In summary, this investigation confirms the synergistic action of α-T and T-4-ol towards potentiating antibacterial activity, anti-QS potential, and antivirulence responses against P. aeruginosa. This novel phytochemical combination was illustrated to interfere with the QS mechanisms in the biosensor strains, thereby silencing QS circuits, and ultimately attenuating bacterial virulence in P. aeruginosa. Therefore, as an efficacious alternative to existing antimicrobial regimens, bioactive phytochemicals displaying remarkable antivirulence properties can be exploited for medical application against P. aeruginosa. Coating of α-T-T-4-ol combination onto medical devices like urinary catheters, intravenous catheters, prosthetic implants/stents, and intrauterine devices might help in mitigating pseudomonal infections and resilient biofilms.
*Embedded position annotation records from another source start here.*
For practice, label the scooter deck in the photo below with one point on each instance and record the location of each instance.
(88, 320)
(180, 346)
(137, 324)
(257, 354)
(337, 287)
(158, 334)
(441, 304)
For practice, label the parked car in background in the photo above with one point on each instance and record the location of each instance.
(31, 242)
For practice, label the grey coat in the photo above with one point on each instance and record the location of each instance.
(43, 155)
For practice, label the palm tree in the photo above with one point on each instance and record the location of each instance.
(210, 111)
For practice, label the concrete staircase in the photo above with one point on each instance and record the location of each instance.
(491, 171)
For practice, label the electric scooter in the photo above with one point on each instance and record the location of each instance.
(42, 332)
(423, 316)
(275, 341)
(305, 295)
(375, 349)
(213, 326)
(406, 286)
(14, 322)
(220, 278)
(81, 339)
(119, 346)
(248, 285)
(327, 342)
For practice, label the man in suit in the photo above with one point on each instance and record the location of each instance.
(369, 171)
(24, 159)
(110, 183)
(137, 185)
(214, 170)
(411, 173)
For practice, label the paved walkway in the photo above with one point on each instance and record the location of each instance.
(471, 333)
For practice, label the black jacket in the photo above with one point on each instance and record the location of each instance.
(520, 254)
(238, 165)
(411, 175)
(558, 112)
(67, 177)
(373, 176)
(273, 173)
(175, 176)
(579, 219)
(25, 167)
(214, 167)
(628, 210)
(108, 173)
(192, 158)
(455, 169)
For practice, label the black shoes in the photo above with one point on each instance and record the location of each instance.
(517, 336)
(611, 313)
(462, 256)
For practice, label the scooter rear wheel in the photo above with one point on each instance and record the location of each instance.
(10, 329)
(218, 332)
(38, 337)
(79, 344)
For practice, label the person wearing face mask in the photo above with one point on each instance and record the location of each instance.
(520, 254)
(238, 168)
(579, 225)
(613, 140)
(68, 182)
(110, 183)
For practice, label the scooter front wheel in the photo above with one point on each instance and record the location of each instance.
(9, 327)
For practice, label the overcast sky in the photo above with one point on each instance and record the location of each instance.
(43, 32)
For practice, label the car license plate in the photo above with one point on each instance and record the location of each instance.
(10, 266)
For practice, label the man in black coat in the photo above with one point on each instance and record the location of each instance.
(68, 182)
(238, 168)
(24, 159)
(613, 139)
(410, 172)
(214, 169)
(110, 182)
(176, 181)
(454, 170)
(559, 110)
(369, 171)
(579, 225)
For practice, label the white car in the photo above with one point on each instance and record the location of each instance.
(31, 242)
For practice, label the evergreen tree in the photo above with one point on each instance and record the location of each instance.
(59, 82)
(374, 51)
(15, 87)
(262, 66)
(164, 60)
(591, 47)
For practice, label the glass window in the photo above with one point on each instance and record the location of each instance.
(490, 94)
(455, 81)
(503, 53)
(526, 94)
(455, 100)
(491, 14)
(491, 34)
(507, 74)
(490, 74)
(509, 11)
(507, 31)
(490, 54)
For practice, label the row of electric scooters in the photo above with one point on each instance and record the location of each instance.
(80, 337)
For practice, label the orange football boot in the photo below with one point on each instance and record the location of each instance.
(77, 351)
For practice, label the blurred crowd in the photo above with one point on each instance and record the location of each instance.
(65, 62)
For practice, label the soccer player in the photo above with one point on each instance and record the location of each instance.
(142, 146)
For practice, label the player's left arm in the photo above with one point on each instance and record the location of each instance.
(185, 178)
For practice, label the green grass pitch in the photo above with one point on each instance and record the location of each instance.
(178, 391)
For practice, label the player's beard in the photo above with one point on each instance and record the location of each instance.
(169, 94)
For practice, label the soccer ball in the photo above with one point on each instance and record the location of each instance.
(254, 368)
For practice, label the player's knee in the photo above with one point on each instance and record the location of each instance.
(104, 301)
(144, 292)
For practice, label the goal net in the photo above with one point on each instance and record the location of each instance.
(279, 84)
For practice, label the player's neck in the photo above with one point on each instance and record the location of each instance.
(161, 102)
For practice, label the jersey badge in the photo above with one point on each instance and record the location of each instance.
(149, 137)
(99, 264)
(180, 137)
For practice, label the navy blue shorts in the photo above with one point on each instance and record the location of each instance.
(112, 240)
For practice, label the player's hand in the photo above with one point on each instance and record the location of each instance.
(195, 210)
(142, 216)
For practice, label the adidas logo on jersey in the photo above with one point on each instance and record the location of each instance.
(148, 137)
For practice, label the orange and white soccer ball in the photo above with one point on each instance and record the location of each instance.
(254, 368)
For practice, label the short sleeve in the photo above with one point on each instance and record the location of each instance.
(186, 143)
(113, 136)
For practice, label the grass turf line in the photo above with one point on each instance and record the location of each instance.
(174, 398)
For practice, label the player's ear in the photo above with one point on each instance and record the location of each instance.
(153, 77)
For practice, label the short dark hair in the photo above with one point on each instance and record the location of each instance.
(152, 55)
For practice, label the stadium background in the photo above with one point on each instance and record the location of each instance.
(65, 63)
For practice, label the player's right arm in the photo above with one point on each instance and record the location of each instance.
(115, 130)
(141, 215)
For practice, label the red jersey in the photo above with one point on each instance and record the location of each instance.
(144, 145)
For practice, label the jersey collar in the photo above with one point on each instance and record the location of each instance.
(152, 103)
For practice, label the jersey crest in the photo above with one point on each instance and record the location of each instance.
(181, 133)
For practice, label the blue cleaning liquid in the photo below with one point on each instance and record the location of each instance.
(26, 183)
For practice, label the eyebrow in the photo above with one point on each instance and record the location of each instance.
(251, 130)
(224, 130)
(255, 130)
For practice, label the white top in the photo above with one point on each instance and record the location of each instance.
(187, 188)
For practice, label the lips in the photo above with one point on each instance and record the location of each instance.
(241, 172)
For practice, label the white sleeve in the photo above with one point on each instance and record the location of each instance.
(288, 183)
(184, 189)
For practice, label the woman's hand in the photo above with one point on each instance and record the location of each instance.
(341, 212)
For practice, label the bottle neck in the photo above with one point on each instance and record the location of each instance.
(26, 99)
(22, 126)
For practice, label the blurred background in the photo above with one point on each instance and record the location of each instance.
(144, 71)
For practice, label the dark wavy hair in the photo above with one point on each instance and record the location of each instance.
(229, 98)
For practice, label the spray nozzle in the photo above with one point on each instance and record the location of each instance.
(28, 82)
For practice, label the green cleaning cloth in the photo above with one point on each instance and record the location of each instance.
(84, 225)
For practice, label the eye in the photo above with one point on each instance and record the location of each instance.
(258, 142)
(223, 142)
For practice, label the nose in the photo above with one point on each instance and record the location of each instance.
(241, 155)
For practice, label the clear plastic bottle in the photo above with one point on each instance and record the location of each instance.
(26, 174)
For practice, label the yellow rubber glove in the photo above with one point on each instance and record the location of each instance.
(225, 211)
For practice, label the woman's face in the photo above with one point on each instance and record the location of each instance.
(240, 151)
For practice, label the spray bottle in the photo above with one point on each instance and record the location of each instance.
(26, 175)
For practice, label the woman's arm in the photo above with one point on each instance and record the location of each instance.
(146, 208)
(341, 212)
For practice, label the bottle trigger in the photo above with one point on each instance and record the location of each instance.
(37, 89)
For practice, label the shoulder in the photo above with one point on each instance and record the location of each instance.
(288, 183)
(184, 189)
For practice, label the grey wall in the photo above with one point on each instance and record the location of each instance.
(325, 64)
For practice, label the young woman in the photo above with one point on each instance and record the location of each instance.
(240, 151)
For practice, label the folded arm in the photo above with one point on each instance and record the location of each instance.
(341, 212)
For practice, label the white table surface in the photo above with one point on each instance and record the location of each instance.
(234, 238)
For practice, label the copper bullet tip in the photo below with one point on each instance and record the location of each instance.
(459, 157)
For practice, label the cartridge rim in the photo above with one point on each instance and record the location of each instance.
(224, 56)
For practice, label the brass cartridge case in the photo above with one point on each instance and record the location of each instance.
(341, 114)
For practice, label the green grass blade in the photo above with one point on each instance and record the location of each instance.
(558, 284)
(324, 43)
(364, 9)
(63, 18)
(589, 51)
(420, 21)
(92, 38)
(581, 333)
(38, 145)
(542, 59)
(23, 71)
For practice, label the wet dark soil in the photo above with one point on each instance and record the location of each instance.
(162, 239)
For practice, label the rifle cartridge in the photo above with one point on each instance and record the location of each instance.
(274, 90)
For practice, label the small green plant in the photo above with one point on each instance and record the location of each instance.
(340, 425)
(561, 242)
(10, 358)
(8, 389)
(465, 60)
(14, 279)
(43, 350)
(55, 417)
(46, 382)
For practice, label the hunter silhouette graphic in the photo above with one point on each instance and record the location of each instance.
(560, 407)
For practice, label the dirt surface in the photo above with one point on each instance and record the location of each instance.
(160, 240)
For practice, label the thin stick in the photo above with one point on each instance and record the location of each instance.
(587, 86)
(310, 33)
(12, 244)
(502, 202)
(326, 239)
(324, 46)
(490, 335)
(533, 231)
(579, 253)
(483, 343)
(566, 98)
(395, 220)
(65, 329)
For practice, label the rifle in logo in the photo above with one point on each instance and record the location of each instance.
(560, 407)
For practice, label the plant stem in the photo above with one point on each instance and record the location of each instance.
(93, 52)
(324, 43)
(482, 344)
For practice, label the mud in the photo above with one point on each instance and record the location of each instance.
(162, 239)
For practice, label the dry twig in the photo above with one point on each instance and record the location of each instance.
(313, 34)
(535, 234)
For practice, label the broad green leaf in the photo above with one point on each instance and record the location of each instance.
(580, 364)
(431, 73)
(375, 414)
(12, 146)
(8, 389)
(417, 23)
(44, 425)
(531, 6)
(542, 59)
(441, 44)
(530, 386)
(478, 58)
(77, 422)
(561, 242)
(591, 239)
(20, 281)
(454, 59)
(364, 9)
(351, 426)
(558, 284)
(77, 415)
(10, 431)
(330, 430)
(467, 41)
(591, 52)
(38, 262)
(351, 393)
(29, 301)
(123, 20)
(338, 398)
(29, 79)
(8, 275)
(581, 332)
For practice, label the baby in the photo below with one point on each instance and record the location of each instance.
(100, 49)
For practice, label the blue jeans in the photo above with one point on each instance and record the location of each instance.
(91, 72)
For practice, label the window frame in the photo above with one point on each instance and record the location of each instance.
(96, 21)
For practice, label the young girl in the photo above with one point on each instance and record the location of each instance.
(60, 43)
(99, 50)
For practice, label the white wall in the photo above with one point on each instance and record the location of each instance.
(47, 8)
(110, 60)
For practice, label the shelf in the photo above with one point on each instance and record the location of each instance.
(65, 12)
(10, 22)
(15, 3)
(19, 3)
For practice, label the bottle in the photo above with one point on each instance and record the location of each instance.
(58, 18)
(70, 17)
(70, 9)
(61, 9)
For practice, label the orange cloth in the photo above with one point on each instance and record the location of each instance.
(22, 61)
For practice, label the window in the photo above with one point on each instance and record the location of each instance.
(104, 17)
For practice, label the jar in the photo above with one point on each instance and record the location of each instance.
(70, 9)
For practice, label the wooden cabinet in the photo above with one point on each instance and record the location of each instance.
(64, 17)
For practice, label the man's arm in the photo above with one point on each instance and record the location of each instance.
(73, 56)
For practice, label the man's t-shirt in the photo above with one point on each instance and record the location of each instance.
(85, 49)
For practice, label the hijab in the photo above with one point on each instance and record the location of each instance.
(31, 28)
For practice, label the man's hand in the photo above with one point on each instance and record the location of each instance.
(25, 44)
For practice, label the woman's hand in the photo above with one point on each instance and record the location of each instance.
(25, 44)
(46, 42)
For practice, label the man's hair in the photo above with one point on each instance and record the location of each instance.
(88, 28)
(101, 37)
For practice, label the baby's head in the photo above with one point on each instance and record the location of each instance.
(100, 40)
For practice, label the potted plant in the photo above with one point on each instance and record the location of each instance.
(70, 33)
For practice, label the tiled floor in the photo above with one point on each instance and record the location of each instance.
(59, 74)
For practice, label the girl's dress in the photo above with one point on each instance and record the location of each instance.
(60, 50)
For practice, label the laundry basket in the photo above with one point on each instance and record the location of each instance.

Moreover, incorporating such antivirulence phytochemicals in skincare products, sanitizers, and topical delivery agents like ointments, wound dressings and bandages can also beneficial in combating P. aeruginosa. Nevertheless, investigations in animal models (in vivo) are needed to translate this bench-based research for the widespread application of α-T-T-4-ol combination in clinical settings.